I can’t add anything to this from George Monbiot in the Guardian on 15 April, except to recommend a read. The link comes from Avaaz.

Wednesday, April 16, 2008

BBC4: Stephen Fry and the Gutenberg Press

This is a programme that I have been looking forward to for months*. Obviously, because Mr Fry is a great entertainer and one who we believe we know is able to understand subjects rather than parrot them. But also because of the involvement of two of my Reading University Typography lecturers, Alan May and Martin Andrews.

Alan May is maker of models of historical things, who understands how things work by constructing them – or perhaps it is the other way round: perhaps they gain understanding of what they do because he constructed them, I’m not sure. Martin is a great communicator who can bring history to life with immense and engaging enthusiasm and insight. At Reading they taught me the basics of typographic design, in terms of analysis of the design problem, use of time and materials, etc and I look forward to watching them interact with Fry.

*It is also an iPlayer link to a BBC4 programme so it will disappear. Full details:

Stephen Fry and the Gutenberg Press.

Duration: 60 minutes

Stephen Fry examines the story behind the first media entrepreneur, printing press inventor Johann Gutenberg, to find out why he did it and how.


10:24. Update: forgot to thank Ruth for the link.

Monday, April 14, 2008

Freeconomy

Only just seen this and I’m tickled by it [enough to sign up]. Thanks to Mandy for the link.

I don’t want to give the wrong impression of the site’s purpose, but there is one rationale I have to quote:
It's about communicating face-to-face and phasing out technological communication.

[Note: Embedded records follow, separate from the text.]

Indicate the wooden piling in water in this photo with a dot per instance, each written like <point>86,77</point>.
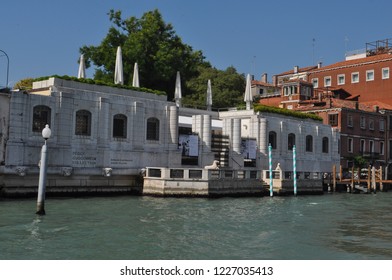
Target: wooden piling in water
<point>352,179</point>
<point>334,178</point>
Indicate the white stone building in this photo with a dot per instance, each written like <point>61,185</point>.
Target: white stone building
<point>103,136</point>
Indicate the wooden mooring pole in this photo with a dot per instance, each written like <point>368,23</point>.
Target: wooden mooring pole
<point>334,178</point>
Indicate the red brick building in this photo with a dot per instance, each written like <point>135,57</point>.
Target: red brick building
<point>353,96</point>
<point>367,75</point>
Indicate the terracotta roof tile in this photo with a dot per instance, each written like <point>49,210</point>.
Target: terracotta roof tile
<point>355,62</point>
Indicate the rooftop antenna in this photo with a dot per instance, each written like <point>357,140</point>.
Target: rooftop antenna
<point>345,44</point>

Thanks to Mandy for the link.

Sunday, April 13, 2008

Rocket science

Royal Gunpowder Mills in Waltham Abbey, Essex, are having Rocket and Space Day on 21 and 22 June 2008. To a certain extent this event is, to coin a phrase, ‘aimed at young people’ but it looks fun. And there are some quite soberly-titled, serious-looking talks too. The British Interplanetary Society will be there. I’ve been meaning to visit the Mills for a while, so perhaps I will go along...

Saturday, April 12, 2008

Talking books

Inspired by a talking Tower Bridge, I thought I’d give a voice to another institution that’s not far away. In this case it’s a library. And perhaps because it is a library, its pronouncements are delivered very quietly: but if you’d like to follow, go to stbridelibrary’s Twitter page. The intention is to send out a message once in each week when there is an event at St Bride to act as a (gentle)  reminder. If you want to know more about the Library and the kind of things that happen there, see http://stbride.org/.

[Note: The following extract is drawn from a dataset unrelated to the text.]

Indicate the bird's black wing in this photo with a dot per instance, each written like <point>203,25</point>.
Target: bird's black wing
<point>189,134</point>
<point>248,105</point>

Oh, and I have to admit that having greater access to the site meant I didn’t have to screen-scrape ;-)

Thursday, April 10, 2008

Non-standard fonts on the web are getting closer

Here's a nice demo of how linked fonts should look on a browser near you. This is possible because Apple has forced the issue a little: while the technology isn’t very hard to understand, there is much discussion about the intricacies of protecting restricting the typefaces used so that – for example – a design agency can use a font they have bought from a type foundry without infringing their licence. As can be imagined some people think this capability threatens their livelihood current business model; some think that DRM should be mandatory for this technology even when, as in the demo, the font is free-as-in-beer zero-price software with a licence allowing whatever distribution results from sticking it on a web server. In the case of the fonts used on the demo page, the licence says:
You may use the fonts on an unlimited number of websites using the font-face command. To do so you can upload the fonts on a public webserver or you may embed the fonts in SWF files or similar web documents.

You will need Safari 3.1 to see the demo.

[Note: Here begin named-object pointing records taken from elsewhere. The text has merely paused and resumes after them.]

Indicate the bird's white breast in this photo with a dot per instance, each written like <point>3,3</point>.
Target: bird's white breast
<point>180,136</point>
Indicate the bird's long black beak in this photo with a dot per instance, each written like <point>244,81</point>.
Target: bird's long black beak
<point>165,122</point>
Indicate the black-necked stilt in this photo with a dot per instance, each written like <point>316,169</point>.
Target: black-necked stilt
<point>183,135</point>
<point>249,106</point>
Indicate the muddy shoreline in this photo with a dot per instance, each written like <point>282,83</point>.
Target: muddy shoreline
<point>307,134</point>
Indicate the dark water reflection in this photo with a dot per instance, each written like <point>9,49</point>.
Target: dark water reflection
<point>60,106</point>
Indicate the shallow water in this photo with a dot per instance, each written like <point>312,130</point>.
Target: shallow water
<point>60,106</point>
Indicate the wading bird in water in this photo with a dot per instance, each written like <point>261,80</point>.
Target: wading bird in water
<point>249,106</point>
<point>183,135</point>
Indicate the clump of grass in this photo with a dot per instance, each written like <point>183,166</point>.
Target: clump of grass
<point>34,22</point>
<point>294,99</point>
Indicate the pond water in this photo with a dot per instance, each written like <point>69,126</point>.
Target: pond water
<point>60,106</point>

The way it works is simple. Quoting the CSS:
@font-face {
font-family: "GraublauWeb";
src: url(http://www.fonts.info/info/press/GraublauWeb-Regular) format("truetype");
}
This directive tells the browser that whenever it sees a reference to ‘Grablau-Web’ it should use the font it grabbed from http://www.fonts.info/info/press/GraublauWeb-Regular.

Thanks to Dave for the link.
11 April 2008: corrected following suggestions from Dave.

Sunday, April 06, 2008

Perphormance-related pay

Really, enough has been written in recent weeks about Phorm. But to overload the whole thing a tiny bit more: I never, repeat never, pay direct attention to commercial advertising I see on web pages. Relevant or otherwise. Unless I’m alone, then for Phorm to help ISPs to ‘reach full revenue potential’ it will need to do something more than chew over the fascinating pages about HTTP status codes, W3C specs, browser quirks etc that I habitually visit and shove in some ads based on a bit of keyword analysis or whatever. To get my attention and my ‘click-through’s, the inserted material will have to be stimulating and useful reading matter in its own right. Possibly this reading matter equates to the content of the pages I originally requested, in which case a satisfactory system is already in place.